Rob, suddenly without a supply of Snak Pak Butterscotch Pudding, started to bring other things to lunch that he could trade for pudding. Instead of Rob’s three lousy dill pickles, a kid with pudding could get five Oreos and half a ham sandwich, a trade that never would have happened before Sonia joined the pickle trade market. The relative value of three dill pickles plummeted and consumers were able to get much more for much less.
Third, businesses in a free market are pressured by consumers to act fairly and to treat their consumers well.
As Rob learned, having a monopoly is a lot of fun so long as no one comes in and breaks up your good deal. But, once a new supplier shows up and starts offering consumers a better product at a better price, having once taken advantage of consumers can have a long-lasting, negative impact on your business. Even though Rob increased what he was willing to trade for pudding, I never went back to him.
Sonia was much nicer to do business with, not just because she had better product and a wider offering, but also because she had always treated me fairly. Consumers remember when suppliers take advantage of the market and jump to new sources as soon as someone else enters the market.
And, fourth, all these transactions happened without teachers, moms or other authorities getting involved and setting onerous rules.
Of course, had Rob decided that he was just going to take my pudding without trading, an authority figure would have stepped in and prevented him from doing so. That is, or should be, the role of our government in the free market.
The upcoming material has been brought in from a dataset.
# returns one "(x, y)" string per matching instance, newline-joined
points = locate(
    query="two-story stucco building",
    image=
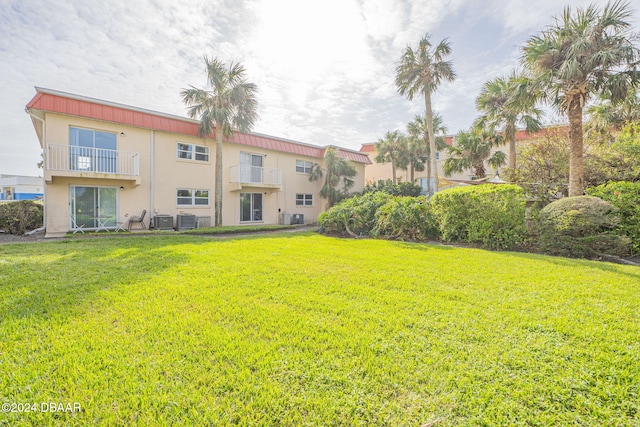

Instead of creating rules that restrict trade, that curb innovation, and that prevent other suppliers from entering the market, government should use its authority to prevent unfair conditions from existing in the market that prevent fair competition from happening.
Think about Rob’s early position in the pickle supply market.
If he had prevented Sonia from entering the business of supplying pickles by using force against her, that would have been a situation where government, this case in the form of a lunch lady, should have stepped in and prevented his act of aggression against Sonia.
If, on the other hand, the lunch lady in question had decided that her role was to influence the market by creating an artificial economy that met her sense of what’s fair (four pickles equals one tub of Snak Pak Butterscotch pudding, for example), the result of her interference would have created a series of unexpected consequences…
Perhaps Sonia would just pull out of the market, altogether.
Perhaps Rob would have had to restrict trades to days when he had saved up enough pickles to meet the new, government-mandated exchange rate of four.
Perhaps, out of rebellion, I would have dumped my Snak Pak Butterscotch Pudding in the water fountain, creating my own version of the Boston Tea Party, just with vile brown-grey paste, instead.
Ultimately, the unrestricted free market transactions that took place in the lunchroom of my middle school created a climate where both consumers and suppliers were satisfied with the results, where no one resented the power of the lunch lady and where everyone went to their next class with a stomach full of the things they wanted. And if that isn’t a great example of how the market should operate in a free and civil country, I don’t know what one is.